In Houston, he has joined a running club that allows him to meet a host of Houston residents of different ages, industries, and backgrounds. This, he says, is helpful in personal development as he is able to learn from people who have backgrounds and perspectives that are different from his.

Greg has also been able to engage with communities outside the United States. On a fellowship awarded to him post-graduation, he spent over two months in Cambodia working for a small local NGO focused on community development and projects in small agricultural villages. One of his most meaningful projects was a report where he interviewed individuals in the community who had been involved in sex trafficking prevention work. Greg’s supervisor presented his work to government officials, and a project was launched based on the service he had performed.

Greg urges Bowdoin students to identify opportunities and to not be afraid of raising their voices in asking for those opportunities. “They do not come around,” Greg says, “It’s up to your initiative to speak up and address your desire to take advantage of that opportunity.”

Beginning in August, Greg will be pursuing a Master of Science in Public Health (MSPH) in International Health, concentrating in Social and Behavioral Interventions, at Johns Hopkins Bloomberg School of Public Health.

Lauren speigel 2012

Lauren Speigel

“There is not an easy or clearly laid-out career path if your goal is to work toward the common good (for the most part), so you have to be somewhat entrepreneurial and take some risks.”

Did your academic or extracurricular experience at Bowdoin influence how you are involved in communities now? If yes, how so?

Although the work I do now is not at all related to what I studied at Bowdoin–my concentration within the government department was comparative politics– I do think that my experience at Bowdoin influences my work. I have always been interested in working on issues related to social justice, but I think my time at Bowdoin showed me that there are many different ways you can approach that type of work, which has allowed me to have some really incredible experiences since I graduated from college. The school’s emphasis on furthering the common good reinforced a lot of my beliefs, and also helped me to identify practical ways to help others. The skills I developed at Bowdoin have allowed me to approach issues I am passionate about from an angle that I find interesting–researching and writing.

What’s been your favorite or most meaningful experience in public service since you graduated?

One experience that really stands out in the work I’ve done since graduating has been working with survivors of domestic violence and gun violence, primarily in lobbying their legislators on Capitol Hill. I worked with one woman in particular who had been shot by her ex-husband, and it was truly empowering to see someone who had been deeply impacted by gun violence have the courage to share her story with others and use it to effect positive change.
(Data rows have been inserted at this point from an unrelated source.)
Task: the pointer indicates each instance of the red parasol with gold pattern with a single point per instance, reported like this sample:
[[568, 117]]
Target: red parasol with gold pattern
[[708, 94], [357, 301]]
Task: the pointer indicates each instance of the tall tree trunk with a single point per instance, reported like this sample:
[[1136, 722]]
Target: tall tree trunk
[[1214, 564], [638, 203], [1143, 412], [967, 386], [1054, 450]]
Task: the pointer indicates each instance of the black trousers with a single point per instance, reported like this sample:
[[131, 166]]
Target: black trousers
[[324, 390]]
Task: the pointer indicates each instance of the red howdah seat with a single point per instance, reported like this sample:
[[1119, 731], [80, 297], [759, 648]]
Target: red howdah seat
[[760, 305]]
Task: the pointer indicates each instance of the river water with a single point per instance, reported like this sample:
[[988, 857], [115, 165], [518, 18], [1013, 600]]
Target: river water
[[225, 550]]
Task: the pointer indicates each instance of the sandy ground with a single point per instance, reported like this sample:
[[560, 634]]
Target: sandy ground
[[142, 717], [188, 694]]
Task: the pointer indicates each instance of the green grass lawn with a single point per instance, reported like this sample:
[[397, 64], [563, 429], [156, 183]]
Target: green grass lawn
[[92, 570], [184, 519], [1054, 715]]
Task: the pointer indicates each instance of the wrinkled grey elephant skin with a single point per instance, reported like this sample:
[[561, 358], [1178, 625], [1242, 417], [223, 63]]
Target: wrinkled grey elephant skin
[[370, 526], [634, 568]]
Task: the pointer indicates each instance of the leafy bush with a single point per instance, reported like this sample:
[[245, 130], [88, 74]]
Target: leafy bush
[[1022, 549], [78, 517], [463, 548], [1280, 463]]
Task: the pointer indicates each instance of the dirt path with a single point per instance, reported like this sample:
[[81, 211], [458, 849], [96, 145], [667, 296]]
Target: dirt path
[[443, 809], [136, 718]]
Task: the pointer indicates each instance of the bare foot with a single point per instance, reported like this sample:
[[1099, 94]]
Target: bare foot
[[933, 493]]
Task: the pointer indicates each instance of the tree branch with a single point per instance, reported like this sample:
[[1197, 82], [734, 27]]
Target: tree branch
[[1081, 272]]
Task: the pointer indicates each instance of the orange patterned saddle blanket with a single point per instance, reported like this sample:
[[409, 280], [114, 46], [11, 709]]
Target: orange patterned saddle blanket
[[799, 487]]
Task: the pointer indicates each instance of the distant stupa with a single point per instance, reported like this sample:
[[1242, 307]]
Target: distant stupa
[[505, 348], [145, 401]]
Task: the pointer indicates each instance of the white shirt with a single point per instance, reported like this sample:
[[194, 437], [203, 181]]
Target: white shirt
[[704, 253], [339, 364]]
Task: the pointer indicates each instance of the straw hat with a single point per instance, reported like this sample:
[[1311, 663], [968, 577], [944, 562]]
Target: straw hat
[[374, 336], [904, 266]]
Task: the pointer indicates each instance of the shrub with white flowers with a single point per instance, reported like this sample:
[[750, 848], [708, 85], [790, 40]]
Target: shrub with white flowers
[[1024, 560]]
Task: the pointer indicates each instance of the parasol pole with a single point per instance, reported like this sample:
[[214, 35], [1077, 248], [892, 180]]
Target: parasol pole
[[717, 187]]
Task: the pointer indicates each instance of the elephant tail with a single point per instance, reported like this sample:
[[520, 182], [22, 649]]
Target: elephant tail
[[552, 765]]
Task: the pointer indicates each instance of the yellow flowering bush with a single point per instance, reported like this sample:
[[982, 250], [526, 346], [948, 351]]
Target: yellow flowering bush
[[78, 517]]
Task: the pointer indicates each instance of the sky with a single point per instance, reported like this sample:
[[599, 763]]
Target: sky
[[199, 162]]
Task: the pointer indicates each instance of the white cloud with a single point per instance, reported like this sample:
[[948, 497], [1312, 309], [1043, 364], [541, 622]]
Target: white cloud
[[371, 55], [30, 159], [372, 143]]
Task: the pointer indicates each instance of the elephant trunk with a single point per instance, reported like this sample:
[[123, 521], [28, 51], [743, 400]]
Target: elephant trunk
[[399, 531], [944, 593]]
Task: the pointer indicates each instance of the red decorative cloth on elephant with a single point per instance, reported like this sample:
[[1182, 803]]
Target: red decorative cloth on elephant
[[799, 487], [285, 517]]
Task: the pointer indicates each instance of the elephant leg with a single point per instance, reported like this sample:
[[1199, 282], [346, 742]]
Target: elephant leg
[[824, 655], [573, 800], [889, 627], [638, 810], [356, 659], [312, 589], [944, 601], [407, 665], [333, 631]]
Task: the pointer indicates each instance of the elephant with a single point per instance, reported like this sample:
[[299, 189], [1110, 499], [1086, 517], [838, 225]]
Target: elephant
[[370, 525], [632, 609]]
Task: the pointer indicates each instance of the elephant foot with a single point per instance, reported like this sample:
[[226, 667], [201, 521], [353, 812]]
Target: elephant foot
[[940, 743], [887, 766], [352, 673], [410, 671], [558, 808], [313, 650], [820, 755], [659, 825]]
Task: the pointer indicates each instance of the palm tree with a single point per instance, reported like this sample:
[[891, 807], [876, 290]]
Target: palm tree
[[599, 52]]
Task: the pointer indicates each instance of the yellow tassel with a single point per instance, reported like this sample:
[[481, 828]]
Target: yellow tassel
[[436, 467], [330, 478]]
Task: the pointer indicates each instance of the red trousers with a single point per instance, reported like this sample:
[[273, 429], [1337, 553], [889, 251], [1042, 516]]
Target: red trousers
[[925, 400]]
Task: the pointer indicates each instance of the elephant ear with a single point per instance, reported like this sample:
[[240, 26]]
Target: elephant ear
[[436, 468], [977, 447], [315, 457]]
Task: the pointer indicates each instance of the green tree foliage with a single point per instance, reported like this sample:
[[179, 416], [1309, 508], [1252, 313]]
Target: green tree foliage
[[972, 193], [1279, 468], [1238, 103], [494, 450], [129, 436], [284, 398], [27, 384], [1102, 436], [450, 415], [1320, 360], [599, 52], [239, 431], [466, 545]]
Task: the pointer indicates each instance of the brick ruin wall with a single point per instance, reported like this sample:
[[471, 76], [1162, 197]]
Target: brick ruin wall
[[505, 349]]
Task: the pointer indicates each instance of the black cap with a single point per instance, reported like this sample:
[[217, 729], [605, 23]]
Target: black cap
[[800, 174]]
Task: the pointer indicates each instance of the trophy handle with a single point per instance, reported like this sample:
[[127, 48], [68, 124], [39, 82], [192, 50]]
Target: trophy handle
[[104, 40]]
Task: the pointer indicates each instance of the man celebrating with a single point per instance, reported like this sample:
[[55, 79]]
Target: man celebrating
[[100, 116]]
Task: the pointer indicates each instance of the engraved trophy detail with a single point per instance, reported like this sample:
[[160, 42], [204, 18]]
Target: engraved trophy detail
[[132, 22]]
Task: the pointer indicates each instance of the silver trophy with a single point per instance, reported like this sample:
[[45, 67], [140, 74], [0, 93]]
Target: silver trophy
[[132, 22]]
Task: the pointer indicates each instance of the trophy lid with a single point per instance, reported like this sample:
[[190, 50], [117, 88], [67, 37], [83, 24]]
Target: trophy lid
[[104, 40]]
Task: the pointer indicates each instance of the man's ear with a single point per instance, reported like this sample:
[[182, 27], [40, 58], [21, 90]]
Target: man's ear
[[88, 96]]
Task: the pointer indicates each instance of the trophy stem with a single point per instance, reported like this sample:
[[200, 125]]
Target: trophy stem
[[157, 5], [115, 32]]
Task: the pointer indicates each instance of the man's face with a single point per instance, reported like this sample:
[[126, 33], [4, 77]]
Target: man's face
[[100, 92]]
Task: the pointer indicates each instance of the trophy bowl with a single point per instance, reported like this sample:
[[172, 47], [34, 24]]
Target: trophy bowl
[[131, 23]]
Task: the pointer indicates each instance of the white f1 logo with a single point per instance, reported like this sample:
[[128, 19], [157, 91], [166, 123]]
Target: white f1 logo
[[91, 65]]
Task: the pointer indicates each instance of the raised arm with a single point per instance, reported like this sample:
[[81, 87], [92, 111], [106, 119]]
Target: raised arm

What advice do you have for students who want to work for the common good after Bowdoin

There are a lot of ways to go about accomplishing that goal! I know when I was in school I didn’t realize all of the different types of jobs that were out there, so one important thing is to really explore different options and think creatively about how you want to effect change. I’m always hearing how the field of public policy is growing, because people in our generation are pursuing careers geared toward helping others at an unprecedented level. There is not an easy or clearly laid-out career path if your goal is to work toward the common good (for the most part), so you have to be somewhat entrepreneurial and take some risks. I’ve also found that my interests have completely changed since I graduated from Bowdoin, so be prepared to discover new things and to not be worried if you take a little while to settle on the type of job that you find most engaging in an interest area that is appealing.